Theology of Place.

Sometimes, I get hit with the travel bug, simply watching airplanes fly by and wishing I was going somewhere.

Anywhere but here, I think.

I become discontent with where I am, not valuing the community God has placed me in.

Wishing for more.

Frustrated, I challenge God over the need to stay here.

I argue with God over the logical nature of putting in roots, desiring to be a wanderer, not a stationary figure.

God challenges me back.

What is so wrong with staying put for the time being? What is wrong with putting down roots and allowing people to know you?
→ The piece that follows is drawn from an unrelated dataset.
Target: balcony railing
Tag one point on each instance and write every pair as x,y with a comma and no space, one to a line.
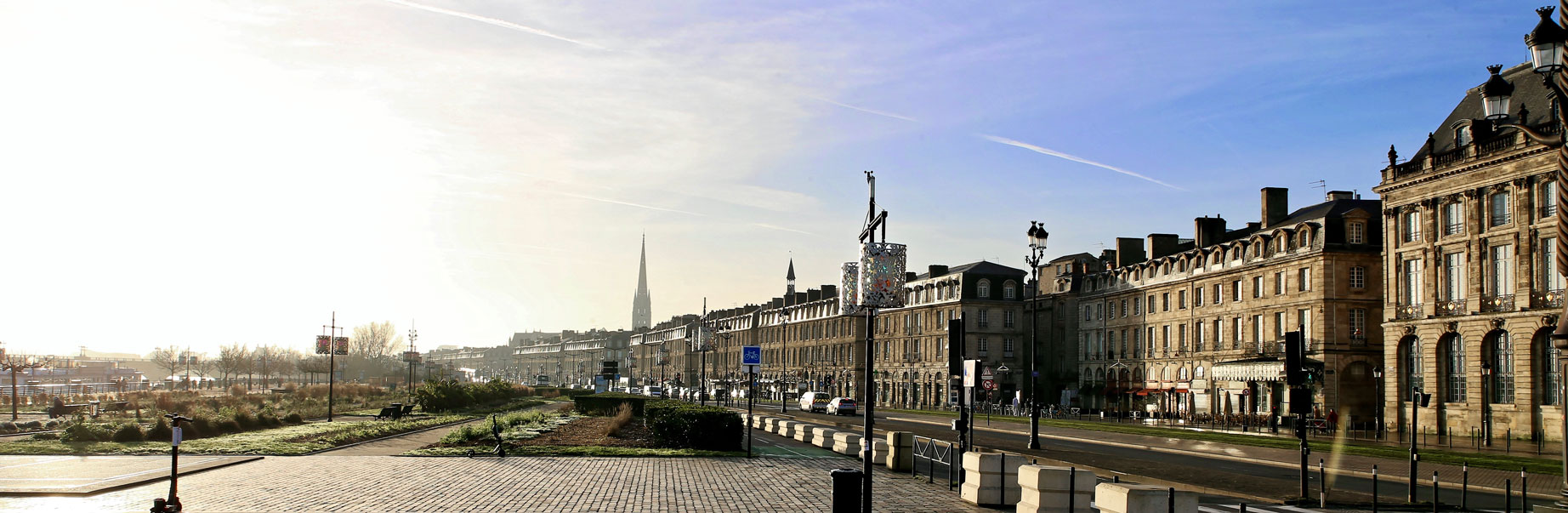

Truly know the Sara I created you to be.

When life has been a variety of hellos and goodbyes, I become use to the ideas of moving on.

I settled into to the idea of creating space for new adventures and possibilities, as my spiritual formation has been shaped by lush green springs, the grey, rainy days, the vast deserts in Africa, the blue-green oceans in Haiti and the magnificent mountains in Montana.

God has met me in so many places in the reality of my nomadic past.

Recently, the idea of a theology of place has challenged my nomadic desires of traveling the world.

Staying is even more terrifying than going.

It means knuckling down and doing the nitty-gritty acts of life with a community. It means sharing more than a piece of your story with the people you end up doing life with. It means daring to be known as the incredible imperfect mosaic of heartache and blessings that I am. It means unfurling my clenched hands and accepting myself. It means bravely deciding to stay put, when my heart knows it would be easier to go—to leave all I know for the unknown.

“Staying put and daring to be known, engaging in life with people just as imperfect and weird as me, staying through the seasons as they come and go is changing me to be more like the Jesus I love so wildly. It’s a different kind of fearlessness, the fearlessness of engaging in community—slowly and steadily and wholeheartedly. Real, hard conversations usually only come after a lot of surface conversations”.

Sarah Bessey

Staying put requires a fearlessness that says “I value this community more than I desire to be comfortable”. It says, “I choose you. I choose to be invested where I am instead of actively pursuing the need to be anywhere but here”. Staying allows us to embody the Gospel in our conversations, prayers in the living room, watching families grow, of friendship deepened by doing life together, and of choosing to invest in people’s lives.

Staying allows us to take off our masks and grow closer to God as we pursue the people who love us the most.

Getting to this place of accepting the importance of staying challenged me to change my attitude as I bravely decide that choosing to stay was more important than my desire to flee.

When life gets challenging or difficult, my impulse is to flee.

God continually reminds me that sometimes the greatest things happen when I allow the radical act of staying to shape my soul.

There is incredible freedom in allowing the holy work of staying to remind me that I need people and community to be a successful human being.

People who will ask me the hard questions and truly listen to my trials and victories.

The beauty in choosing to stay put is that I continually find Jesus reminding me that He will be my strength when the staying gets tough and the impulse to run is driving my emotions.

Sometimes, the act of staying is just as important as the act of going into the world.